周卫民没有正面回答,反而反问了一句:“赵主任,您这么关心河里的鱼干什么?难道想捞几条回去炖汤?”

赵德厚被他这句话噎得一滞,脸上笑意不减:“哈哈,周同志真会开玩笑。我就是好奇,随便问问。”

秦京茹在旁边听着,忍不住接了一句:“卫民哥,我也好奇呢!你昨晚去河边到底干了什么呀?我听巷口老王说,他看到你蹲在河边撒尿,然后就有一大群鱼跳起来,跟过年放炮仗似的!”

院子里的人顿时哈哈大笑。贾张氏更是损了一句:“这周卫民,人不大,尿劲儿倒是不小。”

周卫民摇了摇头,也懒得纠正,只是说:“巧合而已,别听人瞎传。我一个尿尿的功夫,还能把河给炸了不成?”

众人都笑,院子里气氛难得的轻松。

人群散去后,周卫民回到屋里,又拿出了那本功谱录。他翻到最后一页,看着那行“后世子孙若得此谱,当守此穴,勿令邪魔侵扰”的小字,陷入了沉思。

从昨晚的情况看,装功谱的木箱一直在水底的龙眼穴中镇压着什么东西。如今他把木箱捞了回来,镇穴之物被取走,水眼便失了镇守。虽然目前看不出有什么异常,但按照功谱录上的说法,龙眼穴一旦失守,恐怕迟早会出事。

他沉思了片刻,合上册子,低声自语:“看来得找个时间,把箱子放回去才行。”

“何雨柱!你把话说清楚!这三十块钱到底去哪儿了?”

“我说了多少次了,那钱是给东旭他娘买了药了!她腰疼的老毛病犯了,我拿钱给她抓的药!”

“放屁!你一个月的工钱才多少钱?你拿去给她买药,咱们家的米面油盐钱从哪里出?!”

周卫民皱了皱眉,西厢房住的是何雨柱两口子。何雨柱是轧钢厂的厨子,手艺好,人也老实,他媳妇叫白秀梅,是城南有名的能干女人。两口子平时和和气气的,难得吵一回架。

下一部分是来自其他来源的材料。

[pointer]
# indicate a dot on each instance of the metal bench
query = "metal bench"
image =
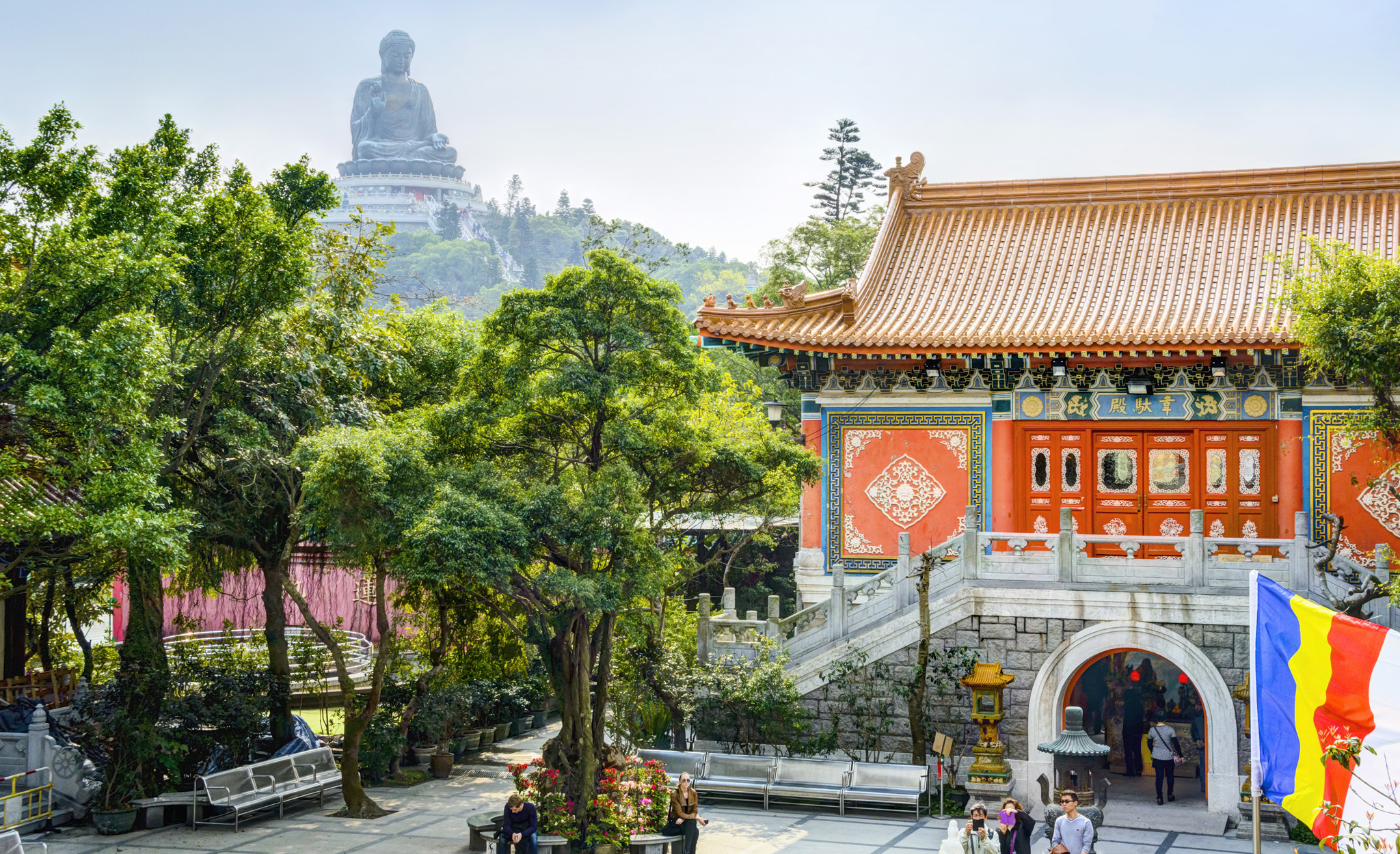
(887, 784)
(808, 780)
(483, 827)
(267, 784)
(675, 762)
(236, 790)
(651, 843)
(736, 775)
(545, 844)
(318, 769)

他刚走到西厢房门口,就看到何雨柱蹲在地上,双手抱头,一脸无奈,他媳妇白秀梅站在他面前,手里拿着一个空空的存折本,气得脸色通红。

“秀梅嫂子,怎么回事?”周卫民问。

白秀梅看到周卫民,气呼呼地说:“卫民,你说说,他一个月工资三十八块五,上个月他说厂里加班多发了点,怎么这个月一个子儿都拿不出来了?我问他钱去哪儿了,他说给贾张氏买药了!你说这叫什么事儿?东旭他娘腰疼,他倒比东旭还孝顺!”

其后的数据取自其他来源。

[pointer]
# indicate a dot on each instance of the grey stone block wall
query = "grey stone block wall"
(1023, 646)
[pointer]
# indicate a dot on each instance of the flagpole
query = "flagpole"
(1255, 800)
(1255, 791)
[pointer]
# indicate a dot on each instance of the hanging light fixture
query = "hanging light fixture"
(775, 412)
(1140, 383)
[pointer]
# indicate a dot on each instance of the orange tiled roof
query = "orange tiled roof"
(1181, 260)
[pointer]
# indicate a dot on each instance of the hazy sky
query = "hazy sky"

何雨柱抬起头来,一脸委屈:“秀梅,你听我说,那天我去厂里食堂买饭,碰到东旭他娘在门口蹲着,说是腰疼得厉害,又没钱买药。我看她怪可怜的,就……”

“你就拿三十块钱给她?!”白秀梅的声音拔高了几度,“你一个月才挣多少钱?你拿三十块给她,你那不是尽孝,你那是在作孽!”

何雨柱被她骂得抬不起头来。

周卫民听明白了,心里也觉得何雨柱这件事做得有些不妥。何雨柱这个人,心善,耳根子也软,别人在他面前一哭穷,他就掏钱。贾张氏也正是看中了他这个性子,才会开口要三十块。

他正要开口劝两句,西厢房门口人影一晃,秦京茹跑了过来,神色有些慌张:“卫民哥,卫民哥!外面来了几个人,说要找何雨柱,说是他欠了钱,再不给就要打人了!”

何雨柱猛地抬起头,脸色刷地变白:“欠钱?我什么时候欠过别人的钱?”

他话音还没落,院门口已经闯进来三个膀大腰圆的汉子,为首的那个剃着板寸头,脖子上挂着一条金链子,一看就不是善茬。他一进门就扫了一圈,目光落在何雨柱身上,嘴角一歪:“何雨柱,你可让我们好找啊!”

何雨柱站起来,强自镇定:“你们是谁?我可不认识你们!”

板寸头冷笑一声:“你不认识我们,但你认识这个吧?”他从口袋里掏出一张借条,在何雨柱面前晃了晃,“上面白纸黑字写着,你何雨柱借了城南赵三爷三百块钱,约定三个月内还清。如今期限早就过了,赵三爷让我来收账!”

何雨柱的脸色一下子变得煞白:“不可能!我从来没有借过赵三爷的钱!”

“没有借过?”板寸头把借条往他眼前一送,“你自己看,这上面是你的签字,按了手印的!”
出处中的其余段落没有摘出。